# How to use column mapping?

## Sections:

1)  Primary Mapping Options]
    
    1.1) Dataset structure

    1.2) Categorical and numerical features

2)  Additional Mapping Options

    2.1) Datetime and Datetime features

    2.2) Task parameter for target function
    
    2.3) Prediction column(s) in classification

### Import Libraries

In [207]:
import pandas as pd
import numpy as np

from sklearn import datasets, ensemble, model_selection
import requests
import zipfile
import io

from datetime import datetime, time

In [208]:
try:
    import evidently
except:
    !pip install git+https://github.com/evidentlyai/evidently.git

In [209]:
from evidently import ColumnMapping
from evidently.report import Report

from evidently.metric_preset import DataDriftPreset,DataQualityPreset,RegressionPreset,TargetDriftPreset
from evidently.test_suite import TestSuite
from evidently.metrics import *
from evidently.tests import *


import warnings
warnings.filterwarnings('ignore')
warnings.simplefilter('ignore')

### Import Datasets

In [210]:
#Dataset for regression
housing_data = datasets.fetch_california_housing(as_frame='auto')
housing = housing_data.frame

#housing.rename(columns={'MedHouseVal': 'target'}, inplace=True)
housing['pred'] = housing['MedHouseVal'].values + np.random.normal(0, 3, housing.shape[0])

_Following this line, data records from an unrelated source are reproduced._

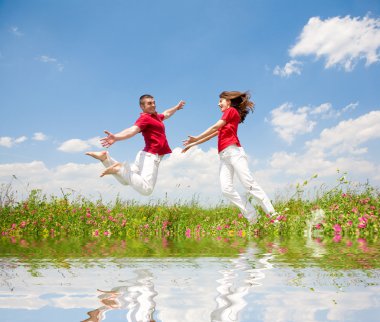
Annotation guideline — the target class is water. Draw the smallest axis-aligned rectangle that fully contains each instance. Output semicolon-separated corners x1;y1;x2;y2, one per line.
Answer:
0;238;380;322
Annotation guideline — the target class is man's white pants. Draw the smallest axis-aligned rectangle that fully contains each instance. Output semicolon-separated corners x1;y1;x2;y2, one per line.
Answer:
102;151;163;196
219;145;275;220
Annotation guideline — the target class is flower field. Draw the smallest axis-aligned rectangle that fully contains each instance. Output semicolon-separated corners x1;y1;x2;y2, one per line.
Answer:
0;172;380;241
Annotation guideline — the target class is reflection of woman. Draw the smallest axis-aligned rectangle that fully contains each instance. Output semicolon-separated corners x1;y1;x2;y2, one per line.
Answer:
82;290;120;322
82;269;157;322
182;91;274;222
210;249;273;322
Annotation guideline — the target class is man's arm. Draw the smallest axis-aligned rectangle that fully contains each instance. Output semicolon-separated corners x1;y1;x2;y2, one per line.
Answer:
182;131;218;153
100;125;141;148
162;101;186;120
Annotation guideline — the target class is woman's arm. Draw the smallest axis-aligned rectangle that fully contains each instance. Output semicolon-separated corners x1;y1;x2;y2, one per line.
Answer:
184;120;226;145
100;125;141;148
182;131;218;153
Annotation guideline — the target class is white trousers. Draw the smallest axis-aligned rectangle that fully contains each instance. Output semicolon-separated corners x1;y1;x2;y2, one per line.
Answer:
219;145;275;220
102;151;163;196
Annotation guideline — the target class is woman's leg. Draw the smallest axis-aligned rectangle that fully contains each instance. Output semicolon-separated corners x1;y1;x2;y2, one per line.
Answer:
219;157;257;221
231;149;275;214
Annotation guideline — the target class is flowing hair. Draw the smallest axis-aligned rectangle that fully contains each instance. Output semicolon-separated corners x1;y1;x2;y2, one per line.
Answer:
219;91;255;123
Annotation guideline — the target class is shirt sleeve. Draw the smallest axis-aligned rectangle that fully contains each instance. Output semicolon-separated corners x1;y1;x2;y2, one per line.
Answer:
135;115;148;131
221;107;233;123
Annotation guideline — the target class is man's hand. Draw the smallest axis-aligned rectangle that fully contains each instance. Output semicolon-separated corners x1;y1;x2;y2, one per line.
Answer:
177;100;186;110
100;131;116;148
182;135;198;146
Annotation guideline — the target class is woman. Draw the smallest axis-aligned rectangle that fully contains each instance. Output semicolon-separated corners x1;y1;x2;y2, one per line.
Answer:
182;91;275;223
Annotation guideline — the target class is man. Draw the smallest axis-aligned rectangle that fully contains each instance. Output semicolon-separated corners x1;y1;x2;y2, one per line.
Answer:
86;94;185;196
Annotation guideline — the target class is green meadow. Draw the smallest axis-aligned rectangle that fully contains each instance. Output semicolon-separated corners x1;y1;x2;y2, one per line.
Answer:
0;172;380;241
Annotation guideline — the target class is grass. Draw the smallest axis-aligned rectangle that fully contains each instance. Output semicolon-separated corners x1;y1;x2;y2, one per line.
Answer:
0;176;380;240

housing_ref = housing.sample(n=5000, replace=False)
housing_cur = housing.sample(n=5000, replace=False)

In [211]:
#Timeseries dataset
url = "https://archive.ics.uci.edu/ml/machine-learning-databases/00275/Bike-Sharing-Dataset.zip"
with zipfile.ZipFile(io.BytesIO(requests.get(url).content)) as arc:
    raw_data = pd.read_csv(arc.open("hour.csv"), header=0, sep=',', parse_dates=['dteday'], index_col='dteday')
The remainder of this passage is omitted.